What could this mean for future lending?
Funders entering into new transactions post-6 April 2020 should bear in mind that their pot of floating charge realisations will be reduced by a further £200,000 where the insolvent company’s net assets exceed £2,985,000. As a consequence, funders should consider whether the “value” of their fixed security will plug that gap and/or if other collateral is available to fill that void.
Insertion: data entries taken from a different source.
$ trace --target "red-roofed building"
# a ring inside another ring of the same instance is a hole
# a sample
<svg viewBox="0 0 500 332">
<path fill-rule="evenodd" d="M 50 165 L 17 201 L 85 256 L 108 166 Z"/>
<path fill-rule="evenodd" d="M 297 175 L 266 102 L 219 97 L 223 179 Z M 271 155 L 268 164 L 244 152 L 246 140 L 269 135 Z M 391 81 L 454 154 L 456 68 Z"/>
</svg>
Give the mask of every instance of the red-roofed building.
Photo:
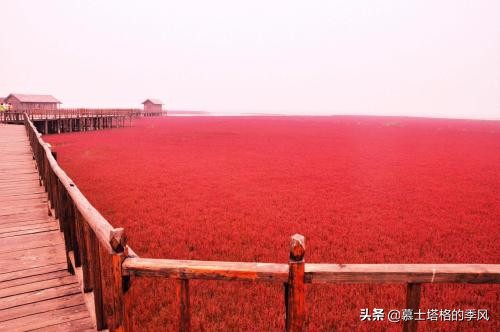
<svg viewBox="0 0 500 332">
<path fill-rule="evenodd" d="M 50 95 L 11 93 L 4 103 L 10 104 L 12 110 L 55 110 L 61 102 Z"/>
<path fill-rule="evenodd" d="M 146 99 L 142 102 L 144 105 L 144 113 L 161 113 L 163 112 L 163 102 L 159 99 Z"/>
</svg>

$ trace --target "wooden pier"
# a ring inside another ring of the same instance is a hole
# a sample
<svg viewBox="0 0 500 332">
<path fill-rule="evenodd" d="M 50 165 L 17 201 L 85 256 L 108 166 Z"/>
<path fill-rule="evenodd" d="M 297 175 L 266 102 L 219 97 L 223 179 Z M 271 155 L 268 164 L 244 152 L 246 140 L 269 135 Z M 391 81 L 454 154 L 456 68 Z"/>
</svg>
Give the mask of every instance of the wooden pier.
<svg viewBox="0 0 500 332">
<path fill-rule="evenodd" d="M 24 126 L 0 124 L 0 331 L 92 331 Z"/>
<path fill-rule="evenodd" d="M 24 113 L 43 134 L 123 128 L 132 118 L 144 116 L 139 109 L 17 110 L 0 113 L 0 123 L 23 124 Z"/>
</svg>

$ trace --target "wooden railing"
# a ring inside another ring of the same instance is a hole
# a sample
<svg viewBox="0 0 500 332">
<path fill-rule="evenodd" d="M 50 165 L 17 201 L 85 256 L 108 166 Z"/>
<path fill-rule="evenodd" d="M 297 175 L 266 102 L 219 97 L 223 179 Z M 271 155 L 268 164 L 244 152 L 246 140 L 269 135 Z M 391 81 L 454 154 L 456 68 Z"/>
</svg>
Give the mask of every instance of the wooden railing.
<svg viewBox="0 0 500 332">
<path fill-rule="evenodd" d="M 181 331 L 190 329 L 189 280 L 273 282 L 284 285 L 285 328 L 305 329 L 305 284 L 401 283 L 407 285 L 407 309 L 417 310 L 423 283 L 500 282 L 499 264 L 305 264 L 305 239 L 295 234 L 287 264 L 140 258 L 127 245 L 122 228 L 114 228 L 78 190 L 57 164 L 27 114 L 26 131 L 45 185 L 50 208 L 64 233 L 68 269 L 81 280 L 91 299 L 99 330 L 131 331 L 130 277 L 177 280 Z M 415 331 L 417 321 L 403 323 Z M 159 328 L 161 329 L 161 328 Z"/>
<path fill-rule="evenodd" d="M 19 110 L 27 113 L 31 120 L 47 118 L 83 118 L 105 116 L 136 116 L 142 110 L 134 108 L 58 108 L 55 110 L 31 109 Z"/>
<path fill-rule="evenodd" d="M 13 111 L 0 111 L 0 123 L 23 123 L 24 114 Z"/>
<path fill-rule="evenodd" d="M 166 111 L 144 111 L 138 108 L 58 108 L 58 109 L 18 109 L 0 112 L 0 123 L 22 123 L 24 113 L 30 120 L 75 119 L 89 117 L 127 117 L 161 116 Z"/>
</svg>

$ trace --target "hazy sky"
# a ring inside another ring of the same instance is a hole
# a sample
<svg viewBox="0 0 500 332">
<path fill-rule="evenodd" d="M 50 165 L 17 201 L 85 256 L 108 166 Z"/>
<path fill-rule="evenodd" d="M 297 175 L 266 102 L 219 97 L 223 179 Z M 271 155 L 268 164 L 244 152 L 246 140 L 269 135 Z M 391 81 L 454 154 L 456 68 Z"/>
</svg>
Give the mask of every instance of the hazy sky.
<svg viewBox="0 0 500 332">
<path fill-rule="evenodd" d="M 0 95 L 500 118 L 500 1 L 0 0 Z"/>
</svg>

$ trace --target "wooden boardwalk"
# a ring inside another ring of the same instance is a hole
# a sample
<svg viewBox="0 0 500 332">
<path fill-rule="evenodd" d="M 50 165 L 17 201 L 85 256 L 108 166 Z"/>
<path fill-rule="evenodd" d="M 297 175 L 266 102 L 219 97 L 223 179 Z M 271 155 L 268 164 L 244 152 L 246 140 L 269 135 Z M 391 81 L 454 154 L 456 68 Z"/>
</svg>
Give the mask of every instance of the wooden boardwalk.
<svg viewBox="0 0 500 332">
<path fill-rule="evenodd" d="M 95 331 L 24 126 L 0 124 L 0 331 Z"/>
</svg>

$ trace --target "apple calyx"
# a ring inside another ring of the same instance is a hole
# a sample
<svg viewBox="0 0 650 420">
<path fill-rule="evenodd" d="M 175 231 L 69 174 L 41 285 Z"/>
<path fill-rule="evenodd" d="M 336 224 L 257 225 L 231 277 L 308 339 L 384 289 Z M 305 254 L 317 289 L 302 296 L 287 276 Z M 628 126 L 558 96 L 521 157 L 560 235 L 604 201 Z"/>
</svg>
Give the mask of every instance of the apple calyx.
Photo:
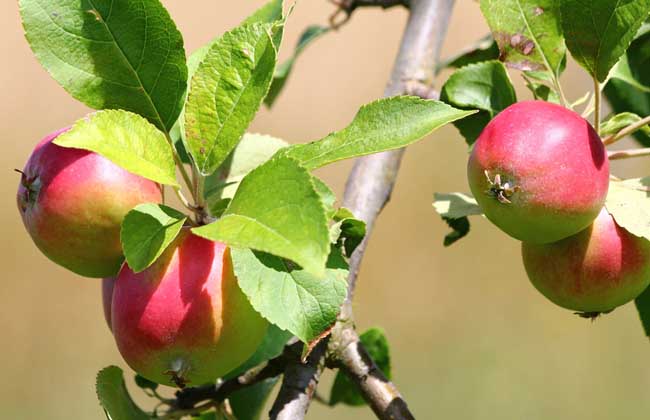
<svg viewBox="0 0 650 420">
<path fill-rule="evenodd" d="M 616 308 L 614 308 L 616 309 Z M 614 309 L 609 311 L 595 311 L 595 312 L 574 312 L 574 315 L 578 315 L 580 318 L 589 319 L 591 322 L 594 322 L 596 318 L 600 318 L 601 315 L 607 315 L 612 312 Z"/>
<path fill-rule="evenodd" d="M 38 193 L 41 191 L 41 179 L 38 175 L 27 176 L 27 174 L 20 169 L 14 170 L 20 174 L 20 185 L 24 188 L 22 194 L 20 194 L 18 198 L 20 211 L 24 213 L 29 207 L 36 204 Z"/>
<path fill-rule="evenodd" d="M 165 372 L 169 375 L 170 380 L 180 389 L 183 389 L 191 381 L 186 379 L 187 373 L 190 371 L 190 366 L 182 358 L 178 358 L 172 362 L 172 368 Z"/>
<path fill-rule="evenodd" d="M 521 191 L 518 185 L 511 185 L 510 181 L 501 183 L 501 174 L 494 175 L 494 180 L 490 178 L 490 173 L 485 170 L 485 177 L 487 178 L 490 188 L 485 192 L 487 195 L 495 198 L 501 204 L 511 204 L 510 197 L 516 192 Z"/>
</svg>

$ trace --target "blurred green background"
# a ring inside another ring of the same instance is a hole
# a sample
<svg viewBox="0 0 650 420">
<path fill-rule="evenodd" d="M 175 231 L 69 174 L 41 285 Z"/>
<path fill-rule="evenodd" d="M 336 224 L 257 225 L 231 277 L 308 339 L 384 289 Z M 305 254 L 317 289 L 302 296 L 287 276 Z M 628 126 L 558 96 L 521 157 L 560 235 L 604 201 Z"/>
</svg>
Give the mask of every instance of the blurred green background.
<svg viewBox="0 0 650 420">
<path fill-rule="evenodd" d="M 163 0 L 193 51 L 236 25 L 263 1 Z M 289 21 L 281 57 L 333 6 L 303 0 Z M 306 50 L 273 110 L 252 130 L 292 142 L 344 127 L 381 96 L 407 13 L 359 10 Z M 457 2 L 443 55 L 487 33 L 478 3 Z M 33 57 L 16 1 L 0 3 L 0 418 L 102 419 L 94 379 L 125 367 L 104 323 L 100 282 L 50 263 L 32 244 L 15 204 L 19 176 L 36 142 L 88 110 Z M 442 75 L 442 79 L 447 74 Z M 512 73 L 520 99 L 529 99 Z M 591 88 L 569 65 L 575 100 Z M 438 86 L 440 82 L 438 83 Z M 630 146 L 630 142 L 622 147 Z M 467 191 L 467 148 L 453 127 L 411 147 L 392 201 L 364 261 L 355 311 L 363 330 L 380 325 L 392 344 L 394 379 L 421 419 L 644 419 L 650 415 L 650 344 L 633 305 L 589 322 L 547 302 L 529 284 L 519 244 L 482 219 L 470 236 L 442 247 L 446 225 L 434 191 Z M 320 175 L 342 194 L 350 162 Z M 647 175 L 647 161 L 617 163 L 620 176 Z M 126 368 L 126 367 L 125 367 Z M 328 394 L 332 375 L 319 392 Z M 371 419 L 369 410 L 314 403 L 311 419 Z"/>
</svg>

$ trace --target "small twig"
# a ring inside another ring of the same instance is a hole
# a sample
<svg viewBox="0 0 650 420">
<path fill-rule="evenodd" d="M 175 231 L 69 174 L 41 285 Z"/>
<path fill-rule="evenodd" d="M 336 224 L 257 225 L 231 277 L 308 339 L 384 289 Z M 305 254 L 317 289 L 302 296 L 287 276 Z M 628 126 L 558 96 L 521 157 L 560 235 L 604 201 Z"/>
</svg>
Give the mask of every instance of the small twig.
<svg viewBox="0 0 650 420">
<path fill-rule="evenodd" d="M 609 146 L 610 144 L 616 143 L 620 139 L 634 133 L 637 130 L 642 129 L 644 126 L 650 124 L 650 115 L 640 119 L 639 121 L 635 122 L 634 124 L 630 124 L 627 127 L 621 129 L 618 133 L 612 134 L 611 136 L 605 137 L 603 139 L 603 143 L 605 143 L 605 146 Z"/>
<path fill-rule="evenodd" d="M 612 152 L 607 152 L 607 157 L 609 158 L 609 160 L 628 159 L 628 158 L 649 156 L 649 155 L 650 155 L 650 147 L 646 147 L 643 149 L 615 150 Z"/>
<path fill-rule="evenodd" d="M 330 16 L 330 27 L 339 29 L 345 25 L 352 17 L 352 13 L 359 7 L 381 7 L 388 9 L 393 6 L 409 7 L 409 0 L 329 0 L 330 3 L 337 6 L 336 11 Z M 339 16 L 344 15 L 343 19 Z"/>
<path fill-rule="evenodd" d="M 600 135 L 600 83 L 594 76 L 594 130 Z"/>
<path fill-rule="evenodd" d="M 249 369 L 236 378 L 228 379 L 216 385 L 180 390 L 176 392 L 173 408 L 175 410 L 188 410 L 203 401 L 210 401 L 217 405 L 221 404 L 233 392 L 281 375 L 289 361 L 294 360 L 295 353 L 300 354 L 301 350 L 302 343 L 300 342 L 288 344 L 280 356 Z"/>
</svg>

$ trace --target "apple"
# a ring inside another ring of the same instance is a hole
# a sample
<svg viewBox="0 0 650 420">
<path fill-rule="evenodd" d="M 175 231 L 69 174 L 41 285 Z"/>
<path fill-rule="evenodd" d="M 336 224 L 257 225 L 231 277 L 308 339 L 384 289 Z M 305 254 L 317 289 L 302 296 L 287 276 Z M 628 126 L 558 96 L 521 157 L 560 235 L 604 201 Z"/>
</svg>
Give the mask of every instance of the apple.
<svg viewBox="0 0 650 420">
<path fill-rule="evenodd" d="M 142 203 L 160 203 L 160 186 L 97 153 L 53 143 L 32 152 L 18 187 L 18 209 L 36 246 L 55 263 L 86 277 L 117 274 L 120 225 Z"/>
<path fill-rule="evenodd" d="M 598 216 L 609 187 L 605 147 L 575 112 L 544 101 L 509 106 L 488 123 L 467 165 L 485 216 L 510 236 L 550 243 Z"/>
<path fill-rule="evenodd" d="M 111 321 L 133 370 L 179 387 L 213 382 L 237 368 L 268 327 L 239 288 L 229 248 L 187 228 L 146 270 L 122 267 Z"/>
<path fill-rule="evenodd" d="M 523 242 L 526 273 L 553 303 L 609 312 L 650 284 L 650 242 L 618 226 L 605 209 L 582 232 L 550 244 Z"/>
</svg>

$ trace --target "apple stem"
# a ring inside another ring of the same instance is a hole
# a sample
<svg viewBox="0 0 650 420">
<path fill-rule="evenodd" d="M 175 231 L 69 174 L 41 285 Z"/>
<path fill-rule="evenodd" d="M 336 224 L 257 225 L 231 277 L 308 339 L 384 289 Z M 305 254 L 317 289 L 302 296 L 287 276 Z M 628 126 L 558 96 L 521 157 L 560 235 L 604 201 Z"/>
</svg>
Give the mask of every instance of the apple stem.
<svg viewBox="0 0 650 420">
<path fill-rule="evenodd" d="M 637 130 L 640 130 L 641 128 L 645 127 L 646 125 L 650 125 L 650 115 L 640 119 L 639 121 L 635 122 L 634 124 L 630 124 L 627 127 L 621 129 L 618 133 L 612 134 L 611 136 L 607 136 L 603 139 L 603 143 L 605 143 L 605 146 L 609 146 L 610 144 L 616 143 L 620 139 L 624 138 L 625 136 L 634 133 Z"/>
<path fill-rule="evenodd" d="M 183 194 L 183 191 L 181 191 L 180 188 L 172 188 L 174 190 L 174 193 L 176 194 L 176 197 L 178 197 L 178 200 L 183 204 L 183 206 L 190 210 L 194 211 L 194 206 L 192 206 L 187 198 L 185 198 L 185 195 Z"/>
<path fill-rule="evenodd" d="M 594 76 L 594 129 L 600 135 L 600 83 Z"/>
<path fill-rule="evenodd" d="M 210 212 L 205 201 L 205 176 L 192 166 L 192 185 L 194 186 L 194 198 L 196 202 L 196 221 L 200 225 L 210 222 Z"/>
<path fill-rule="evenodd" d="M 628 159 L 641 156 L 650 156 L 650 147 L 642 149 L 615 150 L 607 153 L 609 160 Z"/>
</svg>

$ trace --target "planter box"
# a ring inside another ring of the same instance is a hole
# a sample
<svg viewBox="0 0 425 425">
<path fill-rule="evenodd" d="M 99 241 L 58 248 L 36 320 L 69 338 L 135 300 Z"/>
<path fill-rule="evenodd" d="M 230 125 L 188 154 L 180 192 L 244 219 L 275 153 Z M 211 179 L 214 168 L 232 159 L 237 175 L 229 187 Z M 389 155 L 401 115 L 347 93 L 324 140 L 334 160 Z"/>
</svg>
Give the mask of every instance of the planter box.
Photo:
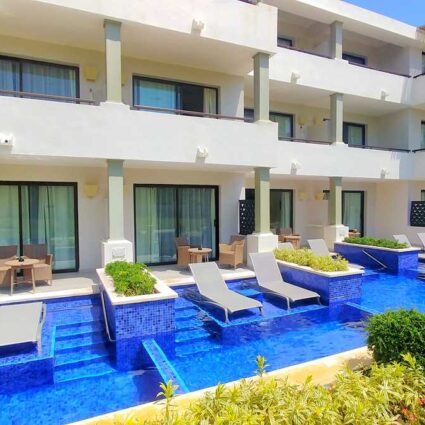
<svg viewBox="0 0 425 425">
<path fill-rule="evenodd" d="M 165 283 L 155 285 L 155 293 L 126 297 L 114 290 L 104 269 L 97 274 L 105 289 L 105 306 L 111 337 L 115 339 L 116 365 L 120 370 L 140 369 L 148 362 L 144 338 L 175 329 L 174 300 L 177 293 Z"/>
<path fill-rule="evenodd" d="M 361 297 L 361 270 L 321 272 L 286 261 L 277 260 L 277 264 L 285 281 L 317 292 L 322 303 L 334 304 Z"/>
<path fill-rule="evenodd" d="M 381 263 L 387 267 L 387 271 L 399 273 L 410 268 L 418 267 L 418 253 L 420 249 L 391 249 L 347 242 L 335 242 L 334 251 L 342 255 L 350 263 L 374 268 L 379 267 L 379 263 Z M 379 262 L 373 260 L 370 256 L 376 258 Z"/>
</svg>

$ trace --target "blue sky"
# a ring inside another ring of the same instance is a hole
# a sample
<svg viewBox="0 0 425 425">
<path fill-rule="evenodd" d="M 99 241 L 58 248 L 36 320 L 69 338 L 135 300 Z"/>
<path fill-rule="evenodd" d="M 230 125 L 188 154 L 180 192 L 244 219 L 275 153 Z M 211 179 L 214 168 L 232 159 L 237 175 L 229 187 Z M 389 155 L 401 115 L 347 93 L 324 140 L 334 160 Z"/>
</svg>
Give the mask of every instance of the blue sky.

Tim Carter, co-head of Restructuring & Insolvency at Stevens & Bolton comments: “Approximately 25% of floating charge realisations are used to settle government creditors (e.g. HMRC) as the government’s explanatory memo (regarding the increase in the Prescribed Part) notes. Therefore although HMRC will be set certainly to benefit, so will the other unsecured creditors. For funders, the increase may make them a little more circumspect in their lending decisions if the borrower has little in the way of fixed charge assets. This scenario though is relatively uncommon – in most cases funders have multiple “recovery avenues” in a corporate insolvency including via fixed charge security and/or corporate and personal guarantees, together with other forms of credit support. So whilst of theoretical relevance, my thinking is that increasing the Prescribed Part cap for new floating charge realisations of insolvent estates worth more than £2,985,000 is unlikely to reduce the availability of credit or make it more expensive in and of itself.”